Neuroscience. 2016 Dec 3;338:130-144. doi: 10.1016/j.neuroscience.2016.06.012. Epub 2016 Jun 14.
Migraine is the third most common disease worldwide, the most common neurological disorder, and one of the most common pain conditions. Despite its prevalence, the basic physiology and underlying mechanisms contributing to the development of migraine are still poorly understood and development of new therapeutic targets is long overdue. Until recently, the major contributing pathophysiological event thought to initiate migraine was cerebral and meningeal arterial vasodilation. However, the role of vasodilation in migraine is unclear and recent findings challenge its necessity. While vasodilation itself may not contribute to migraine, it remains possible that vessels play a role in migraine pathophysiology in the absence of vasodilation. Blood vessels consist of a variety of cell types that both release and respond to numerous mediators including growth factors, cytokines, adenosine triphosphate (ATP), and nitric oxide (NO). Many of these mediators have actions on neurons that can contribute to migraine. Conversely, neurons release factors such as norepinephrine and calcitonin gene-related peptide (CGRP) that act on cells native to blood vessels. Both normal and pathological events occurring within and between vascular cells could thus mediate bi-directional communication between vessels and the nervous system, without the need for changes in vascular tone. This review will discuss the potential contribution of the vasculature, specifically endothelial cells, to current neuronal mechanisms hypothesized to play a role in migraine. Hypothalamic activity, cortical spreading depression (CSD), and dural afferent input from the cranial meninges will be reviewed with a focus on how these mechanisms can influence or be impacted by blood vessels. Together, the data discussed will provide a framework by which vessels can be viewed as important potential contributors to migraine pathophysiology, even in light of the current uncertainty over the role of vasodilation in this disorder.
偏头痛是全球第三大常见疾病,是最常见的神经系统疾病之一,也是最常见的疼痛病症之一。尽管其发病率很高,但导致偏头痛发生的基本生理学和潜在机制仍知之甚少,早就应该开发新的治疗靶点了。直到最近,人们认为引发偏头痛的主要病理生理事件是脑和脑膜动脉血管舒张。

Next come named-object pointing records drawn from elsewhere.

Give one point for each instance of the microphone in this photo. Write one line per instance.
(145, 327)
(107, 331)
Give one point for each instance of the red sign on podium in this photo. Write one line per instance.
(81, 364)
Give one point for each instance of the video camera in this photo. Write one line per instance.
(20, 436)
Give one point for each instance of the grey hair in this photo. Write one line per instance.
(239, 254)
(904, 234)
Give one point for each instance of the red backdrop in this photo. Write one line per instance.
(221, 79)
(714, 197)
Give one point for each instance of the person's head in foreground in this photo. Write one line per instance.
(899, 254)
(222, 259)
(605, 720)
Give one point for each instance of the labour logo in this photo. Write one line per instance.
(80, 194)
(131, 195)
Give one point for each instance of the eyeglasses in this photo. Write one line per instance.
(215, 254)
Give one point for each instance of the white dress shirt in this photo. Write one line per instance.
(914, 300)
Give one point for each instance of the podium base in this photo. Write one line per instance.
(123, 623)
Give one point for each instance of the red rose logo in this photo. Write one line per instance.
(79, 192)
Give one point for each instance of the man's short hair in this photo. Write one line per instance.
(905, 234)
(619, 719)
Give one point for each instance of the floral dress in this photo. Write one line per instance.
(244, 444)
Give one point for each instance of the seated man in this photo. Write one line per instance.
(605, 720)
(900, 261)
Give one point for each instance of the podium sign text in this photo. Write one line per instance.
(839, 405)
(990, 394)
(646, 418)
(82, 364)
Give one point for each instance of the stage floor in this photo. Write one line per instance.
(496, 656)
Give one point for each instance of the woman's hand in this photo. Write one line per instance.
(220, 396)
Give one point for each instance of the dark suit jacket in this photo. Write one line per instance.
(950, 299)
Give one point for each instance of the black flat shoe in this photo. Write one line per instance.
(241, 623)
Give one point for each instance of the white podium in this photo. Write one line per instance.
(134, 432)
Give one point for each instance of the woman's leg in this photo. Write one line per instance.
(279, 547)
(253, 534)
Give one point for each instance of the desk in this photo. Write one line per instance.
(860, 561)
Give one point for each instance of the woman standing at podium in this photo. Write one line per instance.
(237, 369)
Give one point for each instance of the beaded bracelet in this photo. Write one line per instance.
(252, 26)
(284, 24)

然而,血管舒张在偏头痛中的作用尚不清楚,最近的研究结果对其必要性提出了挑战。虽然血管舒张本身可能与偏头痛无关,但在没有血管舒张的情况下,血管仍有可能在偏头痛病理生理学中发挥作用。血管由多种细胞类型组成,这些细胞既释放又对多种介质作出反应,包括生长因子、细胞因子、三磷酸腺苷(ATP)和一氧化氮(NO)。这些介质中的许多对神经元有作用,可能导致偏头痛。相反,神经元释放诸如去甲肾上腺素和降钙素基因相关肽(CGRP)等因子,这些因子作用于血管原生细胞。因此,血管细胞内和细胞间发生的正常和病理事件都可以介导血管与神经系统之间的双向通信,而无需血管张力的变化。本综述将讨论脉管系统,特别是内皮细胞,对目前假设在偏头痛中起作用的神经元机制的潜在贡献。将对下丘脑活动、皮层扩散性抑制(CSD)和来自颅脑膜的硬脑膜传入输入进行综述,重点关注这些机制如何影响血管或受到血管的影响。总之,所讨论的数据将提供一个框架,据此即使鉴于目前血管舒张在这种疾病中的作用存在不确定性,血管也可被视为偏头痛病理生理学的重要潜在促成因素。